I rang on Xmas day and mum didn't mention it but thanked me for the other gifts. Put dad on and I asked if it had arrived to which he said "I don't know where we're going to bloody put it"

I shan't bother again Angry

Fairytightsonmychristmastree · 27/12/2011 12:05

Megatron Shock that is just so rude! I bet deep down she knows she went too far but ofcourse will never admit to it.

How rude tho!!

HowToLookGoodGlaikit · 27/12/2011 12:05

Fairy, we had red cabbage with our Christmas dinner this year ... FIL pushed it all to the side of his plate Grin

Megatron · 27/12/2011 12:06

Fairy what a bloody nightmare after all that effort!

ViviPrudolf · 27/12/2011 12:07

Fairy & Mega, just unspeakable amounts of Shock

Everyone needs to just omit the shitheads from their Christmas and none of these horror stories would happen.

VikingBlood · 27/12/2011 12:07

My DM making several comments about my weight (including "have you done a pregnancy test recently?") seem pretty lame next to meg 's day.

Katisha · 27/12/2011 12:09

Meg surely this occasion should be the straw that breaks the camels back and DH and SIL could tell her to just bloody stop it now. Don't ring her. Let her realise you were mightily hurt.

droves · 27/12/2011 12:11

Fairy ... I lurve red cabbage ...it's Xmas in a side veg IMO. Your dinner sounds delicious .

My mil took over the dining of the food and stood in front of the oven so I cound not get my roasted veg out , so it burned.
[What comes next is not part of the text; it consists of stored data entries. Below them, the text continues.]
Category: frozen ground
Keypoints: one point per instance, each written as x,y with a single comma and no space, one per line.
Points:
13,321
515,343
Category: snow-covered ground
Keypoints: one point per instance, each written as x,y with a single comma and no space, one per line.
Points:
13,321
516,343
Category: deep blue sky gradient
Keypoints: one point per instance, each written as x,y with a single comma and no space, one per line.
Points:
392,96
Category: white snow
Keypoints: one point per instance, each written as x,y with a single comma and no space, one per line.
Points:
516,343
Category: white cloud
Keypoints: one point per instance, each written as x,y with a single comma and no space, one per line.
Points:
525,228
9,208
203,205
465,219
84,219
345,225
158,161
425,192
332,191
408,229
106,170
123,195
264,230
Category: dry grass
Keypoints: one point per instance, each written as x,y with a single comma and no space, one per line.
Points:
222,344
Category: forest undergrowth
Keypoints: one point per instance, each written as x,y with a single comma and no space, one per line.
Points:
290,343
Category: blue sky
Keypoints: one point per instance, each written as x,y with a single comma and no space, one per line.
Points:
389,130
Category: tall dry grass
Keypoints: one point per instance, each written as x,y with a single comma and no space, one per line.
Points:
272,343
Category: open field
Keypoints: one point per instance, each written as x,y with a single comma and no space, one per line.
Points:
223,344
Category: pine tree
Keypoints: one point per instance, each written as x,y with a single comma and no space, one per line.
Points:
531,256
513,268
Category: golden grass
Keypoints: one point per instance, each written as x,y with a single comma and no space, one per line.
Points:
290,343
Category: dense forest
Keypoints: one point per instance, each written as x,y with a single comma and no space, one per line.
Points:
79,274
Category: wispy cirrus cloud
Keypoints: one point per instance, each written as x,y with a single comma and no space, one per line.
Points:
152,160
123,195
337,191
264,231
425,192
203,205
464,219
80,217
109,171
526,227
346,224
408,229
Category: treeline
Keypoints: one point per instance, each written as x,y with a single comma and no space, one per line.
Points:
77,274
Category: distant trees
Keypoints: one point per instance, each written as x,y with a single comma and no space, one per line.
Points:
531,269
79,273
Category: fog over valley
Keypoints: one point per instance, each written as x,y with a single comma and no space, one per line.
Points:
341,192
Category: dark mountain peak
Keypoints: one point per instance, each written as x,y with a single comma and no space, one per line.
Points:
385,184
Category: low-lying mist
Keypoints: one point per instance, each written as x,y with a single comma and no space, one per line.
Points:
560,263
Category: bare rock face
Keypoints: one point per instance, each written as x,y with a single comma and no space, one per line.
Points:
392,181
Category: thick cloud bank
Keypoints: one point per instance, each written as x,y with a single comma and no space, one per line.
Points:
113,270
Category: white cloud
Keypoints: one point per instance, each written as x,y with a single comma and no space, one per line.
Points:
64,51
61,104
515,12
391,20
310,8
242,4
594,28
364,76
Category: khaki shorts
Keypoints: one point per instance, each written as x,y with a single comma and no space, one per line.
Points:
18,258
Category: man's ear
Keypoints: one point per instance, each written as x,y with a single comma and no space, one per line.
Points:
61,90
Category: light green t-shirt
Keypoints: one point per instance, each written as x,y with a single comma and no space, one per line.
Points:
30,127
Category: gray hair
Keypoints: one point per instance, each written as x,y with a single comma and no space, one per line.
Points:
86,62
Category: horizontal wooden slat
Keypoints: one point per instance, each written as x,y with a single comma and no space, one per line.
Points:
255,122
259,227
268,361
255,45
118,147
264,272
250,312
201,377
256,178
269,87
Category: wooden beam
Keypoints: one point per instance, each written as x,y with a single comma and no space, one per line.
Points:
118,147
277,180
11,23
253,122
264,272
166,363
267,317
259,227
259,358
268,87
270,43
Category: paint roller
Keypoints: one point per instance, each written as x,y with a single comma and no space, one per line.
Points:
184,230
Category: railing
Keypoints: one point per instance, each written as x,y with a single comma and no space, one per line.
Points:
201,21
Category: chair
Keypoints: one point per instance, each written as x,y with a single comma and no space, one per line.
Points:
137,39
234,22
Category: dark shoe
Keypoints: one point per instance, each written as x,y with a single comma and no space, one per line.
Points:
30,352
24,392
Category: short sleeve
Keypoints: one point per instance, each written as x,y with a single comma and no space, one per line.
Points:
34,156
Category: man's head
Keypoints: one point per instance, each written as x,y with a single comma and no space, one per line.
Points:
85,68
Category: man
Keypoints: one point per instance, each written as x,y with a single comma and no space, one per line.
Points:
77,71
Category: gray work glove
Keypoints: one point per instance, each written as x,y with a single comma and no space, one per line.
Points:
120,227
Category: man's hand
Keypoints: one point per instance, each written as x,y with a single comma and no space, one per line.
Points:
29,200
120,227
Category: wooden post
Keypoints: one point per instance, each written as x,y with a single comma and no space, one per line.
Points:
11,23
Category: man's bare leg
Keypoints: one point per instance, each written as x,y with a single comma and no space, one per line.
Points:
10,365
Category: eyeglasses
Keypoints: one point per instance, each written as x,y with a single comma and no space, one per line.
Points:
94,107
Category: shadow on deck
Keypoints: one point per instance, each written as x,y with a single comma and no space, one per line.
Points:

Had to ask her 3 times to let me in the oven.

Then she poured gravy all over my dinner ,before asking me if I wanted it . Hadn't even sat down at the table .Confused

Dh sent her to buy a pressie for me on his behaf ... Crabtree and eveline bath stuff. She bought the one she likes . It stinks. Far too flowery for my tastes.clashes with my perfume. Won't use it. At the dinner table she told me how she picked out the "best stuff" and that she got a big discount on it . Dh didn't know what one she bought ( he gave her money for it) until I opened it. She had it gift wrapped. Dh had asked her to get the one I like . Sad

Don't have receipt , so can't exchange it for the one I do like .

redstormrising · 27/12/2011 12:11

I had a family member berate me and my parenting because my toddler dropped a crisp and did not pick it up. He got so uptight about it that his wife actually put her hand out to hold him back because he was advancing on me and telling me off. It was a really really odd incident. Then yesterday he opined that my toddler does not 'have much personality'. (He has the most lovely adorable, gorgeous, funny personality - just for the record).

I am actually terribly upset about it and was awake in the middle of the night trying to work out if i should kick them out of the house. (They leave tomorrow). I have no balls though.